Sometimes, the best way to show a student exactly what to look for on a webpage is to take a screenshot of the part of the page you want them to see.  Or what if you need that long serial number? A screenshot can capture that image for you to use at a later time. Screenshot utilities are built-in to the Windows and Mac OSX platforms and add great functionality.

The Mac operating system has two built-in screenshots. Holding Shift-Command-3 will capture the entire screen and put that file on the desktop. Holding Shift-Command-4 will give you a cross-hair to use to draw a selection square around the shape you wish to keep after hitting the Enter key.

The downside to Mac screenshots is that you have no quick way to change the format of the image from .png to something else. has a video that shows how to change the format to jpg or pdf through a command line entry.  That's workable but can be intimidating.  So, I found another free alternative which does the same thing through a control panel add-on.
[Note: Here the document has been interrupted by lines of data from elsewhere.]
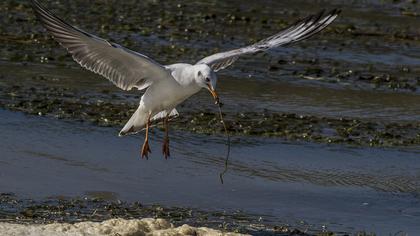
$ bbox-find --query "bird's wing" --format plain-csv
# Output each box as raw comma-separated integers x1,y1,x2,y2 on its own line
197,9,340,72
32,0,171,90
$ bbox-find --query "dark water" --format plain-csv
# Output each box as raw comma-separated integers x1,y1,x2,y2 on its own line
0,0,420,235
0,111,420,235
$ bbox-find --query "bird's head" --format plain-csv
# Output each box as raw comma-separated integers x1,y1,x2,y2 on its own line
195,64,219,104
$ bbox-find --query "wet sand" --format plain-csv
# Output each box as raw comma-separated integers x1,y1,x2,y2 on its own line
0,0,420,235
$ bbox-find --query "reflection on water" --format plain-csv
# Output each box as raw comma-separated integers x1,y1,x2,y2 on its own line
0,111,420,235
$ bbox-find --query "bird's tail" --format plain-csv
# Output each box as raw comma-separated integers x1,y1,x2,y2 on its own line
119,107,179,136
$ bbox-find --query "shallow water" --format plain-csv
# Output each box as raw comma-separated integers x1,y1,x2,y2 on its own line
0,111,420,235
0,0,420,235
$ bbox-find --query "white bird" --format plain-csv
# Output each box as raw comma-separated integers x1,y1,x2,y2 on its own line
32,0,340,158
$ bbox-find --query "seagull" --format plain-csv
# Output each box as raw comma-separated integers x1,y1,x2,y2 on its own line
32,0,340,159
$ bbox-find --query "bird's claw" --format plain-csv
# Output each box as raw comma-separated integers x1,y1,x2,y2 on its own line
162,138,171,159
141,140,152,159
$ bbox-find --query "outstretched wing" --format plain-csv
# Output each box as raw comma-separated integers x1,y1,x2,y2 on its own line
32,0,171,90
197,9,340,72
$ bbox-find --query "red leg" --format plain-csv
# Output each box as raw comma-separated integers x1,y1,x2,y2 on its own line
162,115,171,159
141,115,152,159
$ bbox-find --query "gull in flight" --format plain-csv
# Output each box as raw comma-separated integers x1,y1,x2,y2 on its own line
32,0,340,158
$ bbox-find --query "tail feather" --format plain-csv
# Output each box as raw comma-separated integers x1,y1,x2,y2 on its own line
119,107,179,136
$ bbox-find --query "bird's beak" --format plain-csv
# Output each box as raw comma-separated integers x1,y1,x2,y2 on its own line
207,84,219,104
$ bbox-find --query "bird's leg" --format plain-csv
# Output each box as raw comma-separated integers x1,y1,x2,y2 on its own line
162,114,171,159
141,114,152,159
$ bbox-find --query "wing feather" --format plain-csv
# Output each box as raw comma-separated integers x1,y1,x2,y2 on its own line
32,0,171,90
197,9,340,72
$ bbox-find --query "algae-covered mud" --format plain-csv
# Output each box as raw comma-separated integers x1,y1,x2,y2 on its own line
0,0,420,235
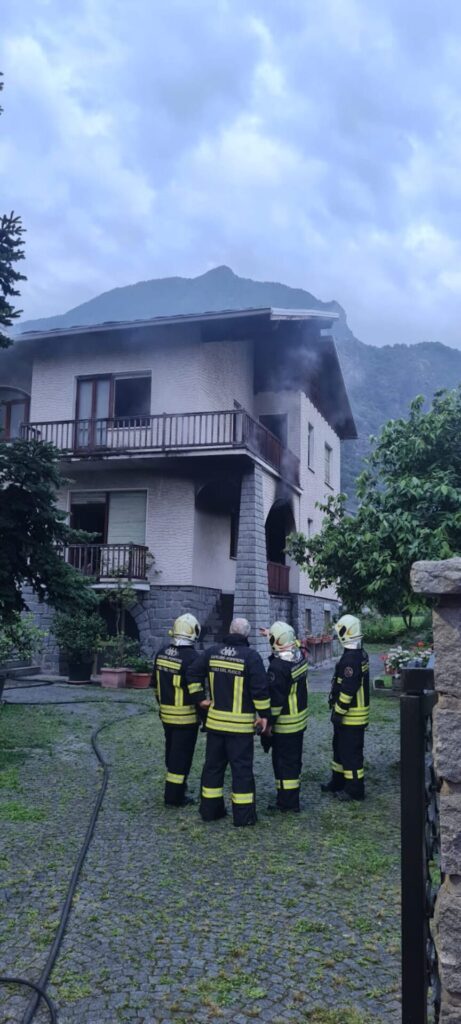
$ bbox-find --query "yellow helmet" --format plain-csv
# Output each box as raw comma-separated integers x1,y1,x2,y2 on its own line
268,622,297,653
334,615,363,647
170,611,201,643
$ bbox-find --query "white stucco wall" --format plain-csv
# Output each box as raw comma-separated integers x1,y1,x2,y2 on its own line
193,509,236,594
60,467,195,586
30,339,254,423
58,467,236,593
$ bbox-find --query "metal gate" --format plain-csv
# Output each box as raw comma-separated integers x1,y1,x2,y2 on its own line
401,668,441,1024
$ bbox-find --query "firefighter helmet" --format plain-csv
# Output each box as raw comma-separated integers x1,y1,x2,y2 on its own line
171,611,201,643
334,615,363,647
268,622,297,654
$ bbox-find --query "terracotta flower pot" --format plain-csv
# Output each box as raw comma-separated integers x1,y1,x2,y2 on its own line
126,672,152,690
100,669,126,690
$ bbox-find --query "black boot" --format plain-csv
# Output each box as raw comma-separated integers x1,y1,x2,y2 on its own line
321,778,343,796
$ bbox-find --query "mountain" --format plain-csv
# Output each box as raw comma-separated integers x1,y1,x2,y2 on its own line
18,266,461,496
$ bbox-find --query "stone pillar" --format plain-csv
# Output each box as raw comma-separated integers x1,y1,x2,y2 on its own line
234,466,270,658
411,558,461,1024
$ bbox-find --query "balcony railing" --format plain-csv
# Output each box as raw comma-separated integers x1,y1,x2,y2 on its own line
65,544,148,582
23,409,299,485
267,562,290,594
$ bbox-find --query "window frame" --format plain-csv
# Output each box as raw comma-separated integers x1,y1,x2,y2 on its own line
307,421,316,473
75,370,152,425
0,389,31,441
325,441,333,487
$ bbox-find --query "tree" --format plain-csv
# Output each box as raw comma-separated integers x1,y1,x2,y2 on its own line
287,389,461,625
0,73,26,348
0,440,96,623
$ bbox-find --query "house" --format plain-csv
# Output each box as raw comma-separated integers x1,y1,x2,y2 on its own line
4,308,355,653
You can download Deeper and easily install it. When you open it, it lets you change what once was hidden settings for your screenshots. Yes, I said free!
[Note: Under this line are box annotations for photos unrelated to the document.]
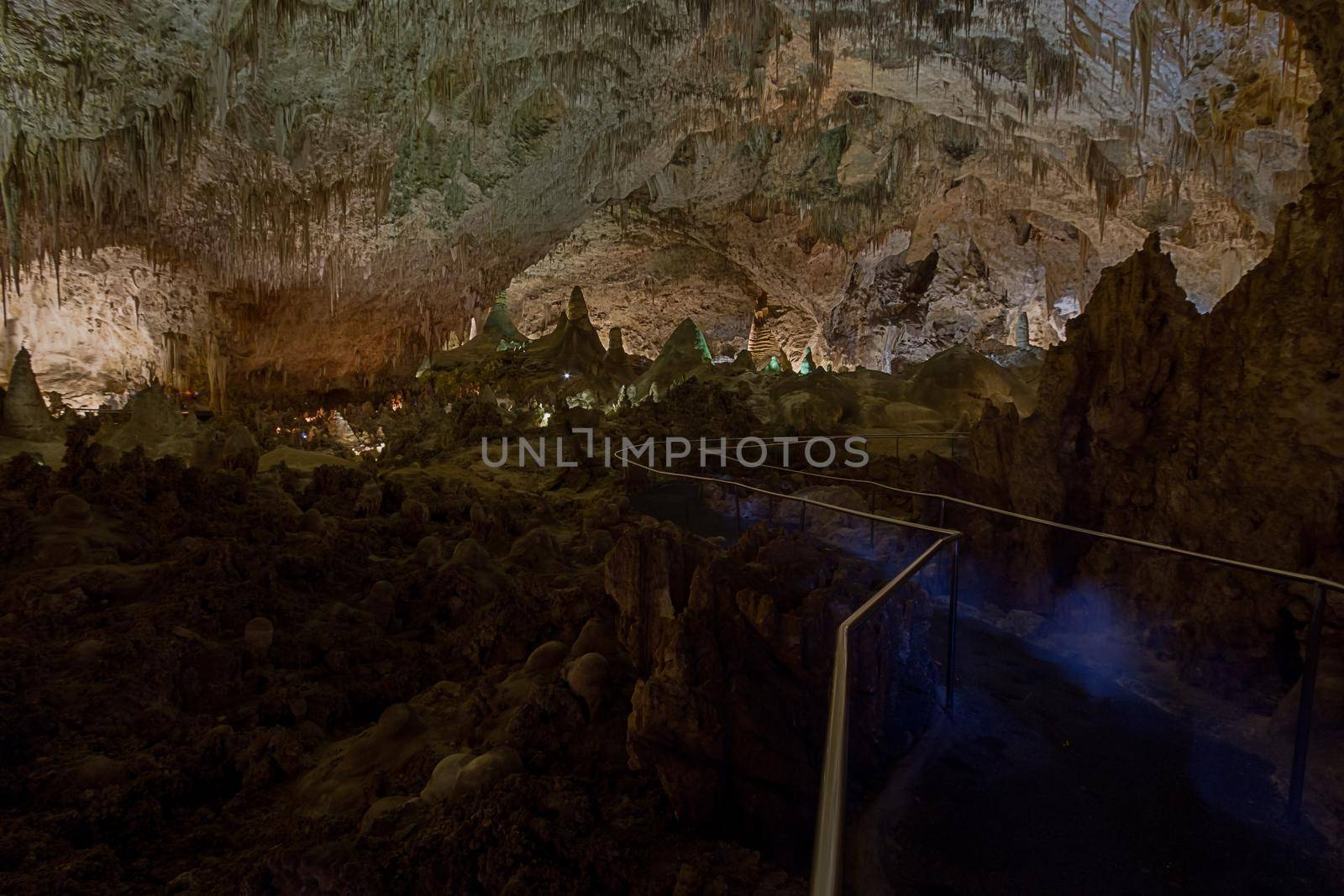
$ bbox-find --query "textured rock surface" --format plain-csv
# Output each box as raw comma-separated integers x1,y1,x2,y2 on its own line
0,0,1311,383
0,348,60,442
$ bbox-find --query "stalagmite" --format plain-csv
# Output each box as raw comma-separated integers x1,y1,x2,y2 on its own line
0,348,62,442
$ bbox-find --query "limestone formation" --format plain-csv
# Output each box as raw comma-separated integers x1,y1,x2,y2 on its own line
0,348,62,442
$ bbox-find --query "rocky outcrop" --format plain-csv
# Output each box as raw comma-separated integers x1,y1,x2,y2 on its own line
630,317,714,401
0,348,62,442
606,524,934,862
926,213,1344,689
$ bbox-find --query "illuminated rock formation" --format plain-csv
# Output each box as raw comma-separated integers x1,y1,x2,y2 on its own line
0,348,62,442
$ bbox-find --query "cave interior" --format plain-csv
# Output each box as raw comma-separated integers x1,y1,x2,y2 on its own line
0,0,1344,896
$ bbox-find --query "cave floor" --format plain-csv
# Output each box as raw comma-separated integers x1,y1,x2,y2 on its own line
860,619,1340,894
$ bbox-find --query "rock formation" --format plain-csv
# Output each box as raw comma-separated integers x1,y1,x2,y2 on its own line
606,525,934,856
0,348,62,442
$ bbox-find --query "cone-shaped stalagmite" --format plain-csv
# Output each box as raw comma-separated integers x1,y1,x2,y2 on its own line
527,286,606,376
0,348,60,442
633,317,714,401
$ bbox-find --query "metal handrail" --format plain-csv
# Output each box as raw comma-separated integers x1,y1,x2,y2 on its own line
736,434,1344,820
616,440,961,893
809,533,961,893
617,432,1344,894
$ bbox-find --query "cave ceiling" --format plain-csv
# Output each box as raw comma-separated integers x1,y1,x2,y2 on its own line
0,0,1317,371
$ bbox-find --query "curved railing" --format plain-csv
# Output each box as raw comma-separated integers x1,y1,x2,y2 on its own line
618,432,1344,896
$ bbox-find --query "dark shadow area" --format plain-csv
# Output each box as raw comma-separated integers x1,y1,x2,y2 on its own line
883,616,1339,894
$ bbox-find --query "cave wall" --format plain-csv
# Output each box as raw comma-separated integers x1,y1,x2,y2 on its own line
0,247,230,407
923,0,1344,698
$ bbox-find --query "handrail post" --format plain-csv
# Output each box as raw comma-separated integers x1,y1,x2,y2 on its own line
1288,584,1326,820
808,621,849,896
869,482,878,548
945,538,961,716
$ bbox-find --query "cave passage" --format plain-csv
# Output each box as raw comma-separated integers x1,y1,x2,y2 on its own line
0,0,1344,896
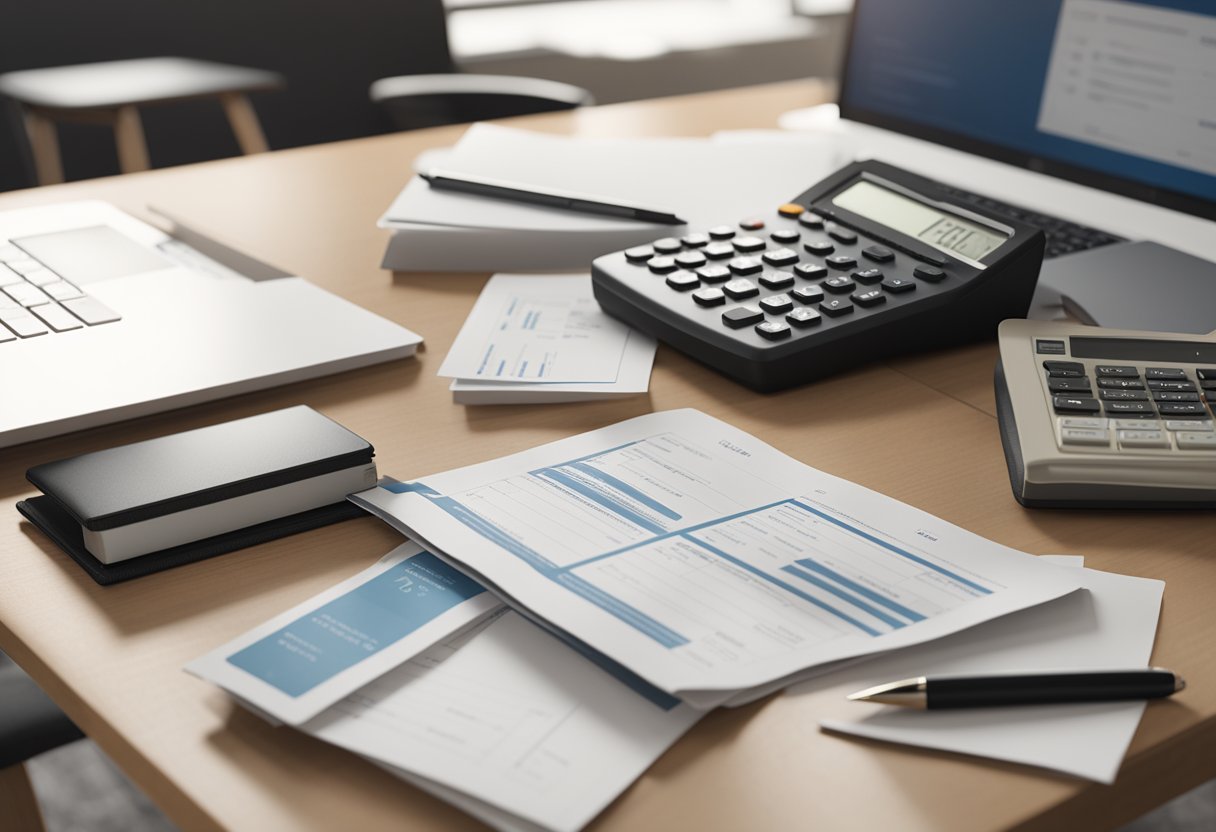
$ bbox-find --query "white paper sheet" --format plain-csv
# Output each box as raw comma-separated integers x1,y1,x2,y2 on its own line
812,561,1165,783
302,612,700,832
185,543,501,725
439,274,654,386
351,410,1080,707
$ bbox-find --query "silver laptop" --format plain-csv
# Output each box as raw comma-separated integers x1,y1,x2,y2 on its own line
0,202,422,448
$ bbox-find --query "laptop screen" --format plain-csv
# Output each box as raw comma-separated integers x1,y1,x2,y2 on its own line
840,0,1216,219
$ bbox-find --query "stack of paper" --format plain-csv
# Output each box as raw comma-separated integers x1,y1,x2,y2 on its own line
379,124,838,271
439,275,655,404
186,544,700,832
351,410,1081,708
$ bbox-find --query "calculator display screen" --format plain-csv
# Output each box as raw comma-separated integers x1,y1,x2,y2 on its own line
832,180,1009,260
1069,338,1216,364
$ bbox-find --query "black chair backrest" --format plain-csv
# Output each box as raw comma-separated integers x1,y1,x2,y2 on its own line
0,0,455,189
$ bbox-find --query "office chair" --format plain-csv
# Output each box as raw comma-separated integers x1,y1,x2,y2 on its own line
0,0,588,190
0,664,84,832
370,73,595,130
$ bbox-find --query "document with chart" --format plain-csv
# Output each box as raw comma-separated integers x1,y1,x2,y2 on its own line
300,611,703,832
351,410,1080,707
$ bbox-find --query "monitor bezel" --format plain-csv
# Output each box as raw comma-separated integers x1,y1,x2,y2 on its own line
837,0,1216,226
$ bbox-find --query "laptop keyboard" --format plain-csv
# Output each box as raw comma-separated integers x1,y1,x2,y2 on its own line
0,240,122,343
941,185,1124,259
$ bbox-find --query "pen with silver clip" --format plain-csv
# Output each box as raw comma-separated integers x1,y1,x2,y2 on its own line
849,668,1187,710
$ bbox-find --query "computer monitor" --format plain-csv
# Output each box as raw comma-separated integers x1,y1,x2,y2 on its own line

The Windows platform uses the printscreen (PrtScn) key to capture the window into the clipboard.  You can then go to Paint or a word processor and Paste the image into it. While that is easy, you have little control.  Thus enters the Snipping Tool that comes with the Windows operating system.  It will let you select some or all of the screen, save in different formats, and even annotate the image before saving.

Classroom Integration??
Again, this can be a great asset for the classroom teacher!  Capture a news heading and lead photo from a news site and have the students write interesting topic sentences for that image.  There are great web 2.0 sites that build on your instruction through simulation or games. Have the students capture their final score and turn it in for proof of work.  Or how about capturing that weird operating system error when it pops up so that the tech guy gets more than, " doesn't work and got some message."

How would you use the screenshot tools in the classroom?

Monday, October 10, 2011

Capturing YouTube

It's a nice thing, finding a great educational video clip on YouTube.  Using video to explain some educational idea you are teaching in the classroom is great, but modeling a valid use of a video-hosting site like YouTube to students is something the students don't see often.

In AISD, teachers are able to authenticate their way through the firewall and get access to the video. However, depending on the time of day and volume of network traffic, 'having' and 'using' YouTube access can be two different things. Enter

The trick to streaming video in the classroom is, well, not to stream it. Even DiscoveryStreaming will let you download the video clips. YouTube doesn't make it one-click easy, but KeepVid will let you take the URL of the clip, paste it into the URL block, and then download it in a few different formats.  Once downloaded, the video plays quickly without lag because it is already on the computer.

There are a number of ways to accomplish something like this; browser plugins, Safari resource list, etc. How do you use YouTube in the classroom?  What tips do you have that may help others?